The route also gets added on EC2, although due to networking differences between openstack and EC2, it does not actually break the metadata gathering there. Regardless, this means that the networking behaviour changed and it breaks on clouds that aren't setup for these routes. Cloud image from Fedora-28-20180321.n.0: Mar 21 22:52:14 ip-172-30-2-30.ec2.internal cloud-init[957]: ci-info: ++++++++++++++++++++++++++++Route IPv4 info+++++++++++++++++++++++++++++ Mar 21 22:52:14 ip-172-30-2-30.ec2.internal cloud-init[957]: ci-info: +-------+-------------+------------+---------------+-----------+-------+ Mar 21 22:52:14 ip-172-30-2-30.ec2.internal cloud-init[957]: ci-info: | Route | Destination | Gateway | Genmask | Interface | Flags | Mar 21 22:52:14 ip-172-30-2-30.ec2.internal cloud-init[957]: ci-info: +-------+-------------+------------+---------------+-----------+-------+ Mar 21 22:52:14 ip-172-30-2-30.ec2.internal cloud-init[957]: ci-info: | 0 | 0.0.0.0 | 172.30.2.1 | 0.0.0.0 | eth0 | UG | Mar 21 22:52:14 ip-172-30-2-30.ec2.internal cloud-init[957]: ci-info: | 1 | 169.254.0.0 | 0.0.0.0 | 255.255.0.0 | eth0 | U | Mar 21 22:52:14 ip-172-30-2-30.ec2.internal cloud-init[957]: ci-info: | 2 | 172.30.2.0 | 0.0.0.0 | 255.255.255.0 | eth0 | U | Mar 21 22:52:14 ip-172-30-2-30.ec2.internal cloud-init[957]: ci-info: +-------+-------------+------------+---------------+-----------+-------+ Current live Fedora 27 cloud image: Mar 21 22:56:42 ip-172-30-2-41.ec2.internal cloud-init[825]: ci-info: ++++++++++++++++++++++++++++Route IPv4 info+++++++++++++++++++++++++++++ Mar 21 22:56:42 ip-172-30-2-41.ec2.internal cloud-init[825]: ci-info: +-------+-------------+------------+---------------+-----------+-------+ Mar 21 22:56:42 ip-172-30-2-41.ec2.internal cloud-init[825]: ci-info: | Route | Destination | Gateway | Genmask | Interface | Flags | Mar 21 22:56:42 ip-172-30-2-41.ec2.internal cloud-init[825]: ci-info: +-------+-------------+------------+---------------+-----------+-------+ Mar 21 22:56:42 ip-172-30-2-41.ec2.internal cloud-init[825]: ci-info: | 0 | 0.0.0.0 | 172.30.2.1 | 0.0.0.0 | eth0 | UG | Mar 21 22:56:42 ip-172-30-2-41.ec2.internal cloud-init[825]: ci-info: | 1 | 172.30.2.0 | 0.0.0.0 | 255.255.255.0 | eth0 | U | Mar 21 22:56:42 ip-172-30-2-41.ec2.internal cloud-init[825]: ci-info: +-------+-------------+------------+---------------+-----------+-------+
So, after some debug images and poking around I am pretty sure the bug is this: - cloud-init overwrites our /etc/sysconfig/network file with: # Created by cloud-init on instance boot automatically, do not edit. # NETWORKING=yes - This means that 2 lines we add in the kickstart are gone: NOZEROCONF=yes DEVTIMEOUT=10 - network starts, NOZEROCONF is not set so (in ifup-eth you can see): # Add Zeroconf route. if [ -z "${NOZEROCONF}" -a "${ISALIAS}" = "no" -a "${REALDEVICE}" != "lo" ]; then ip route add 169.254.0.0/16 dev ${REALDEVICE} metric $((1000 + $(cat /sys/class/net/${REALDEVICE}/ifindex))) scope link fi - Now the metadata route is hosed.

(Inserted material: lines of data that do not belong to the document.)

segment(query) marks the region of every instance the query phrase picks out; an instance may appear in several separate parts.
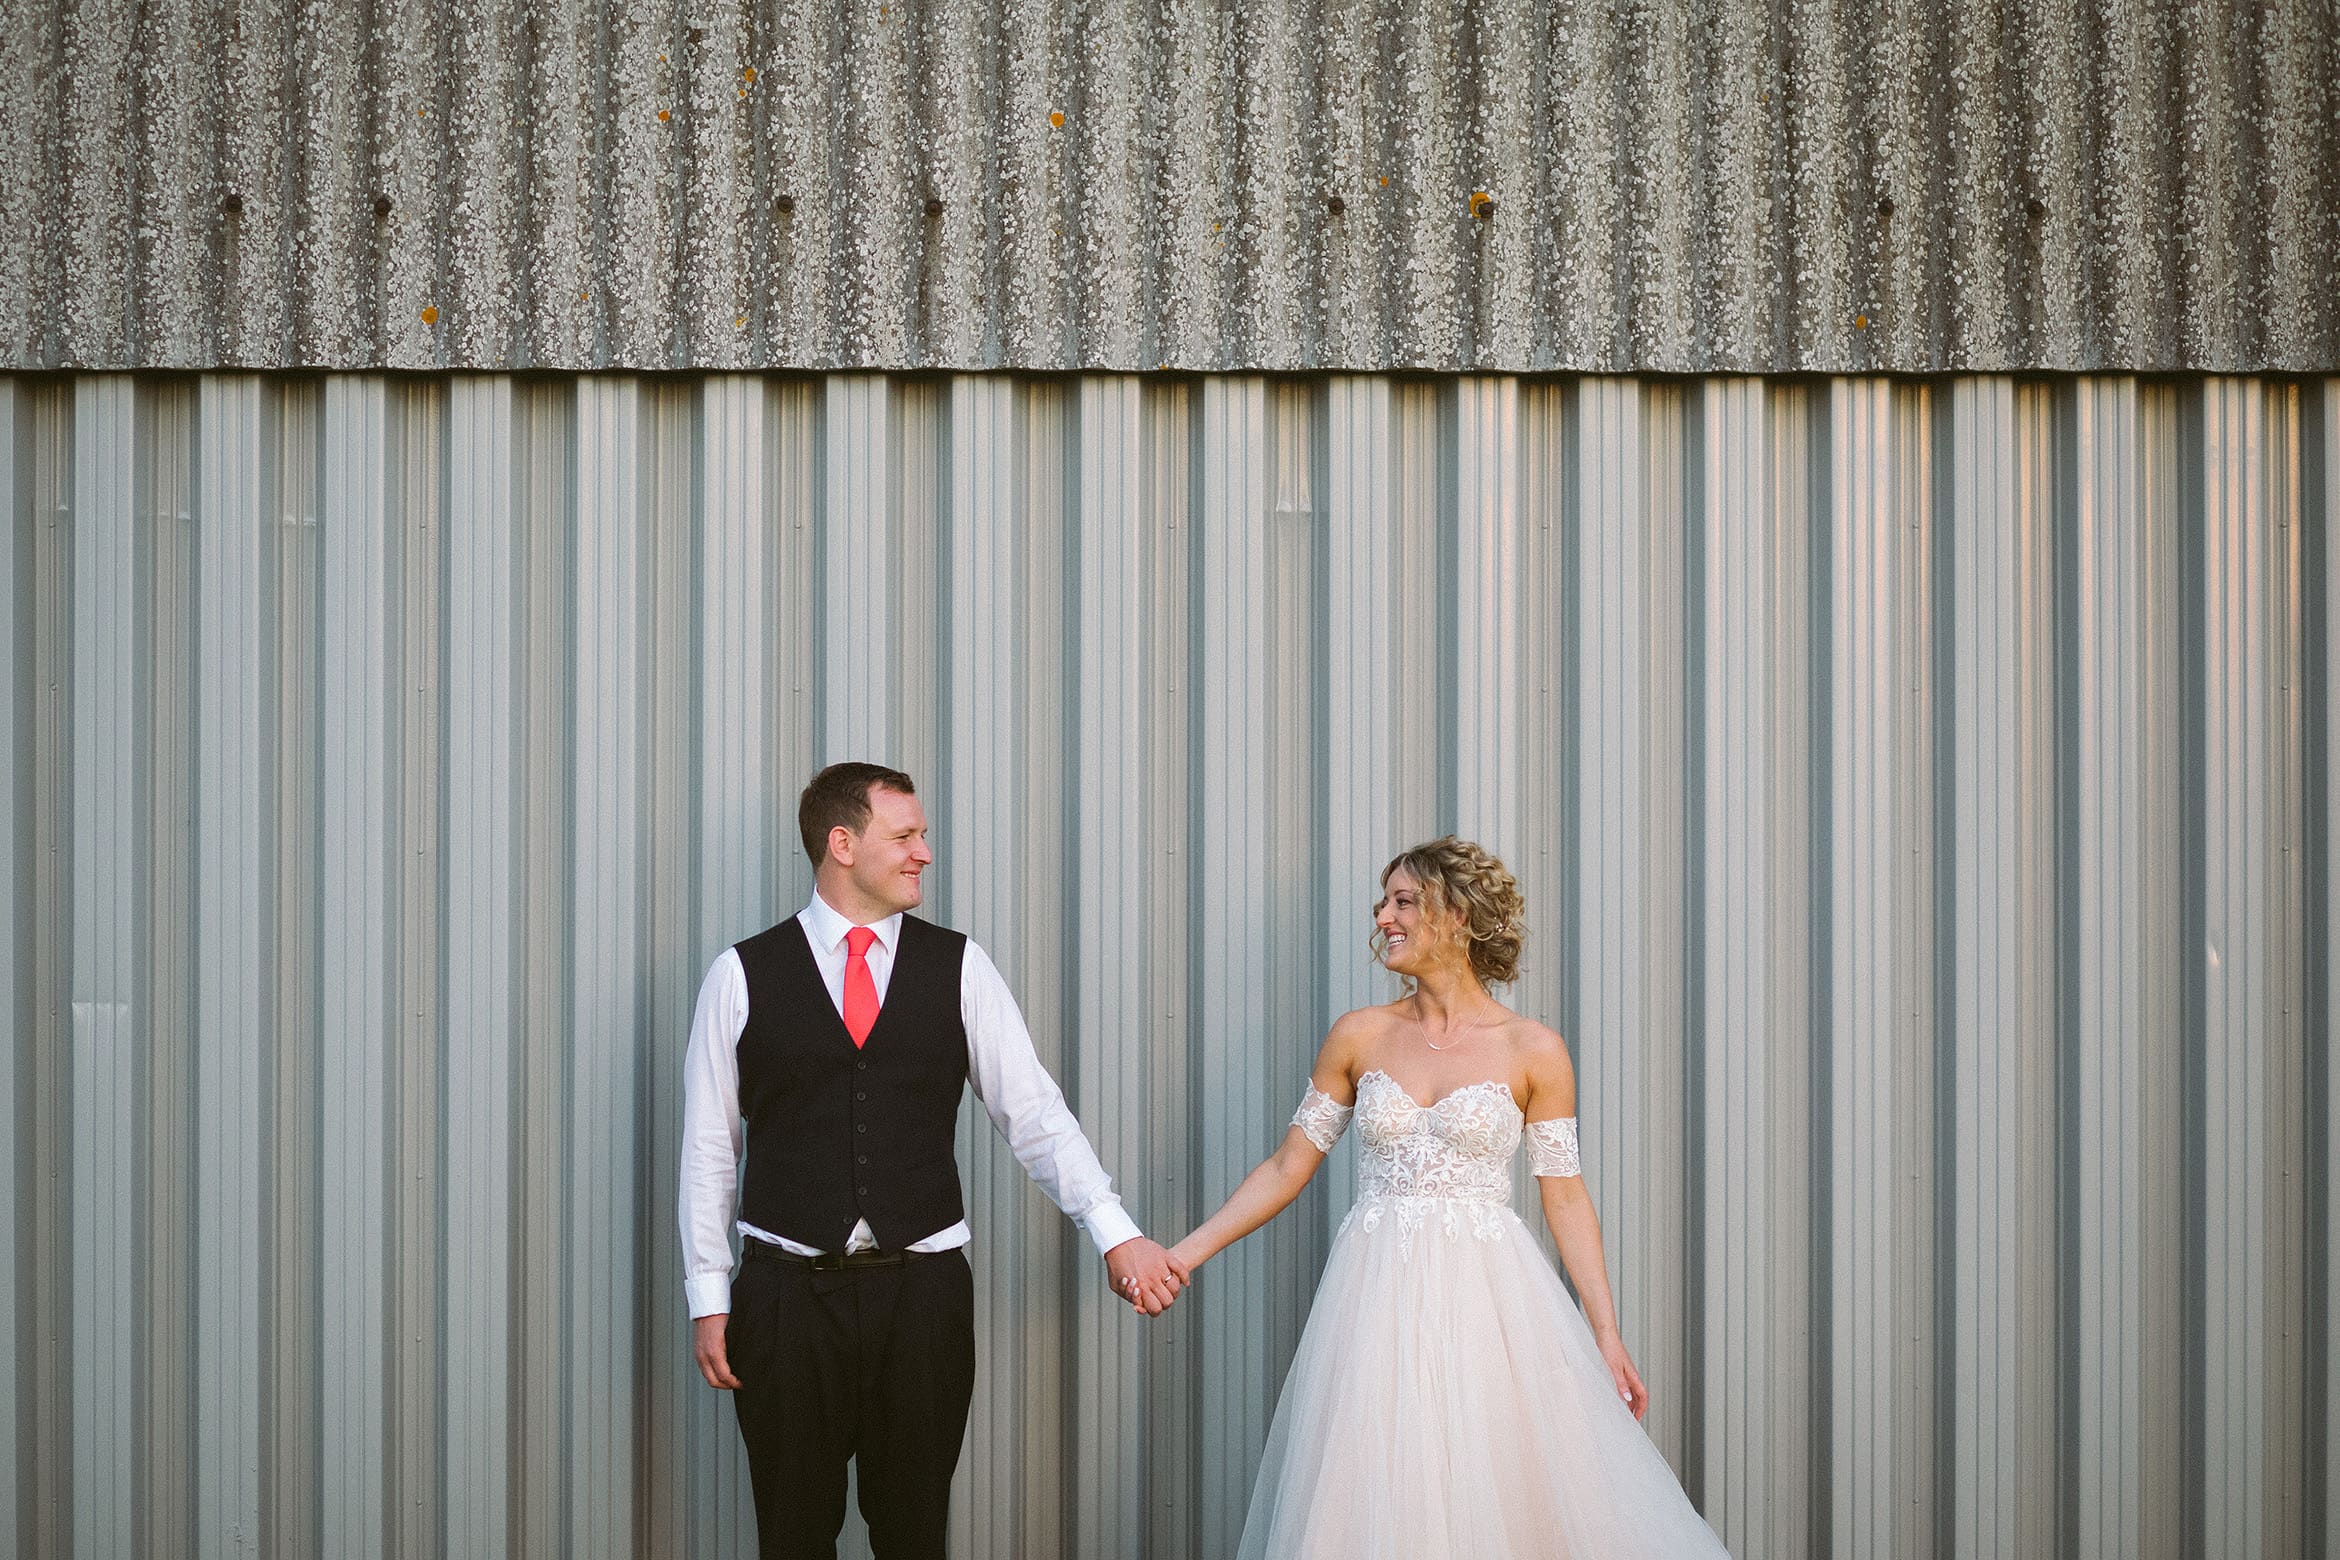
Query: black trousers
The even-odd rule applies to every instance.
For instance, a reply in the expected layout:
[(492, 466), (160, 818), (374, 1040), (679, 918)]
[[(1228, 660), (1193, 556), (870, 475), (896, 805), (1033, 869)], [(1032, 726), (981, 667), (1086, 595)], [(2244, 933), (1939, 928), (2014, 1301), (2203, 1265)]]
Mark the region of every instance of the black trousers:
[(967, 1254), (816, 1272), (748, 1245), (724, 1347), (763, 1560), (835, 1560), (851, 1459), (878, 1560), (943, 1560), (975, 1394)]

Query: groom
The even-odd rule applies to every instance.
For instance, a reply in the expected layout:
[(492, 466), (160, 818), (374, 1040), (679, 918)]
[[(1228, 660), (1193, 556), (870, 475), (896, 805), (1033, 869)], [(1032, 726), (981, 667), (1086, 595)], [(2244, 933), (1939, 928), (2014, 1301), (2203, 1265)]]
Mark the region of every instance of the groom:
[(960, 1089), (1088, 1231), (1116, 1294), (1158, 1316), (1179, 1279), (1122, 1211), (991, 960), (907, 913), (934, 860), (910, 777), (831, 764), (797, 825), (812, 903), (717, 957), (683, 1059), (699, 1371), (734, 1394), (765, 1560), (834, 1560), (854, 1458), (879, 1560), (941, 1560), (975, 1388)]

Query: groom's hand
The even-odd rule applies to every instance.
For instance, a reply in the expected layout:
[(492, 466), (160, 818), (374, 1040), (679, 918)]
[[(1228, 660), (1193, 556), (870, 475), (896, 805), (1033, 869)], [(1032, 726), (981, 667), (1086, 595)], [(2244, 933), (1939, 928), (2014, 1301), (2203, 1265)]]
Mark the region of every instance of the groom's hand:
[(707, 1378), (707, 1385), (726, 1392), (739, 1390), (739, 1378), (731, 1373), (731, 1318), (720, 1312), (702, 1316), (691, 1323), (691, 1349), (699, 1358), (699, 1374)]
[(1181, 1280), (1170, 1254), (1143, 1235), (1105, 1253), (1105, 1275), (1116, 1295), (1147, 1316), (1160, 1316), (1178, 1298)]

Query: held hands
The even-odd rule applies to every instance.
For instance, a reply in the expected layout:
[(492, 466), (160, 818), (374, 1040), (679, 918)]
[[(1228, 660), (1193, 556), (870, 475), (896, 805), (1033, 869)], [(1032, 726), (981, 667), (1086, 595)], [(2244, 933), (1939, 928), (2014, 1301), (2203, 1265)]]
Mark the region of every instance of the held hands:
[(1193, 1280), (1193, 1270), (1143, 1235), (1105, 1253), (1113, 1293), (1141, 1316), (1160, 1316)]
[(1598, 1334), (1594, 1340), (1600, 1345), (1601, 1359), (1609, 1367), (1609, 1375), (1617, 1383), (1617, 1396), (1633, 1410), (1639, 1419), (1649, 1412), (1649, 1388), (1641, 1384), (1641, 1372), (1633, 1368), (1633, 1358), (1625, 1352), (1625, 1340), (1615, 1332)]

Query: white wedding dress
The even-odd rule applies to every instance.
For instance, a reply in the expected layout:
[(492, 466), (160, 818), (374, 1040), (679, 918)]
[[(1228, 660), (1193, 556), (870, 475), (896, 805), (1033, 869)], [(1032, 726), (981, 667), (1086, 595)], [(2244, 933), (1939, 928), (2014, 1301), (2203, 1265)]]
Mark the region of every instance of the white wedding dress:
[[(1330, 1149), (1352, 1111), (1293, 1124)], [(1579, 1173), (1574, 1121), (1527, 1127), (1509, 1085), (1422, 1105), (1357, 1082), (1357, 1205), (1316, 1291), (1243, 1525), (1242, 1560), (1721, 1555), (1617, 1396), (1592, 1328), (1511, 1208)]]

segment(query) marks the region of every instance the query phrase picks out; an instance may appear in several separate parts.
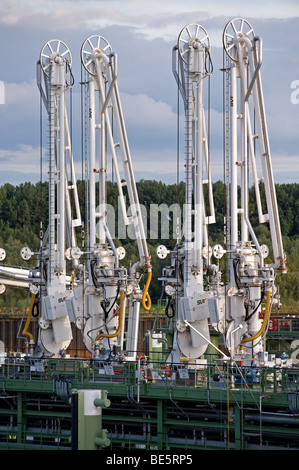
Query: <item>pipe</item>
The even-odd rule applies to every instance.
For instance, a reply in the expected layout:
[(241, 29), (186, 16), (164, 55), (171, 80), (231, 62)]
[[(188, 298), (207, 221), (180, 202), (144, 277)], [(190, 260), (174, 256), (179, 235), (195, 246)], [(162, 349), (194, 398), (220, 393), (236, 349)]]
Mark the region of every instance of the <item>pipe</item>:
[(148, 288), (149, 288), (149, 285), (150, 285), (151, 280), (152, 280), (152, 267), (147, 266), (147, 269), (148, 269), (147, 280), (146, 280), (145, 287), (143, 289), (141, 302), (142, 302), (142, 307), (144, 308), (144, 310), (146, 310), (148, 312), (152, 307), (152, 301), (151, 301), (150, 295), (148, 293)]
[(27, 317), (27, 321), (26, 321), (26, 324), (25, 324), (23, 332), (22, 332), (23, 335), (28, 336), (29, 339), (31, 339), (32, 341), (33, 341), (33, 335), (31, 333), (29, 333), (29, 331), (27, 331), (27, 330), (29, 328), (31, 318), (32, 318), (32, 310), (33, 310), (33, 306), (34, 306), (34, 301), (35, 301), (35, 295), (32, 294), (31, 295), (30, 308), (29, 308), (29, 315)]
[(251, 79), (251, 82), (249, 84), (249, 87), (247, 89), (247, 93), (246, 93), (246, 96), (245, 96), (245, 101), (248, 101), (249, 99), (249, 96), (250, 96), (250, 93), (252, 92), (252, 89), (253, 89), (253, 85), (254, 85), (254, 82), (256, 81), (256, 78), (257, 78), (257, 74), (262, 66), (262, 62), (263, 62), (263, 59), (262, 59), (262, 39), (258, 36), (254, 37), (253, 38), (253, 41), (254, 41), (254, 46), (252, 46), (252, 43), (251, 41), (248, 39), (248, 38), (242, 38), (242, 41), (245, 41), (247, 42), (247, 46), (248, 46), (248, 50), (250, 50), (250, 48), (252, 47), (252, 50), (255, 50), (255, 47), (256, 47), (256, 43), (258, 42), (259, 43), (259, 60), (258, 60), (258, 63), (256, 64), (256, 68), (255, 68), (255, 71), (254, 71), (254, 74), (252, 76), (252, 79)]
[(116, 250), (115, 245), (114, 245), (114, 243), (113, 243), (113, 239), (112, 239), (112, 237), (111, 237), (111, 234), (110, 234), (110, 232), (109, 232), (109, 229), (108, 229), (108, 227), (107, 227), (107, 224), (106, 224), (104, 215), (101, 215), (100, 218), (101, 218), (101, 223), (103, 224), (104, 231), (105, 231), (105, 233), (106, 233), (106, 237), (107, 237), (107, 239), (108, 239), (108, 241), (109, 241), (110, 247), (111, 247), (111, 249), (112, 249), (112, 251), (113, 251), (113, 254), (114, 254), (114, 257), (115, 257), (115, 269), (117, 269), (118, 266), (119, 266), (119, 261), (118, 261), (119, 257), (118, 257), (118, 253), (117, 253), (117, 250)]
[(139, 356), (138, 357), (138, 362), (137, 362), (137, 403), (140, 402), (140, 371), (141, 371), (141, 368), (140, 368), (140, 361), (141, 359), (145, 359), (144, 356)]
[(232, 337), (233, 337), (233, 334), (236, 333), (236, 331), (238, 330), (241, 330), (243, 328), (243, 325), (240, 324), (239, 326), (237, 326), (234, 330), (232, 330), (230, 332), (230, 349), (232, 349)]
[(253, 340), (257, 339), (265, 331), (268, 320), (269, 320), (269, 317), (270, 317), (270, 305), (271, 305), (271, 292), (268, 290), (267, 298), (266, 298), (266, 312), (265, 312), (265, 316), (264, 316), (264, 319), (263, 319), (262, 326), (261, 326), (260, 330), (255, 335), (250, 336), (250, 338), (243, 339), (243, 341), (241, 342), (241, 345), (245, 344), (245, 343), (248, 343), (249, 341), (253, 341)]
[(215, 346), (215, 344), (213, 344), (208, 338), (206, 338), (200, 331), (198, 331), (196, 328), (194, 328), (194, 326), (191, 325), (191, 323), (189, 323), (187, 320), (184, 320), (184, 323), (185, 323), (185, 325), (189, 326), (189, 328), (191, 328), (191, 330), (195, 331), (195, 333), (197, 333), (208, 344), (210, 344), (210, 346), (213, 346), (213, 348), (216, 349), (216, 351), (218, 351), (223, 356), (224, 361), (230, 359), (223, 351), (218, 349), (217, 346)]
[(101, 333), (96, 337), (96, 341), (99, 341), (100, 338), (115, 338), (118, 336), (122, 329), (123, 324), (123, 313), (124, 313), (124, 304), (125, 304), (125, 291), (122, 290), (120, 293), (120, 309), (119, 309), (119, 321), (118, 321), (118, 330), (115, 333), (105, 334)]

So, how are we gonna fix it?
cloud-init-17.1-3.fc28 has been submitted as an update to Fedora 28. https://bodhi.fedoraproject.org/updates/FEDORA-2018-86137b2be8
The fix for this was pulled into the Beta-1.1 (Beta RC1) compose. Can anyone confirm the fix in the Cloud images from that compose? Thanks.
cloud-init-17.1-4.fc28 has been pushed to the Fedora 28 testing repository. If problems still persist, please make note of it in this bug report. See https://fedoraproject.org/wiki/QA:Updates_Testing for instructions on how to install test updates. You can provide feedback for this update here: https://bodhi.fedoraproject.org/updates/FEDORA-2018-86137b2be8
I tested: http://dl.fedoraproject.org/pub/alt/stage/28_Beta-1.1/Cloud/x86_64/images/Fedora-Cloud-Base-28_Beta-1.1.x86_64.qcow2 and http://dl.fedoraproject.org/pub/alt/stage/28_Beta-1.1/Cloud/ppc64le/images/Fedora-Cloud-Base-28_Beta-1.1.ppc64le.qcow2 and they boot fine and I can login to them. So, fix works here as far as I can tell.
Tested with Fedora-Cloud-Base-28_Beta-1.1.x86_64 on EC2 and locally with testcloud, boot and login work OK!
cloud-init-17.1-4.fc28 has been pushed to the Fedora 28 stable repository. If problems still persist, please make note of it in this bug report.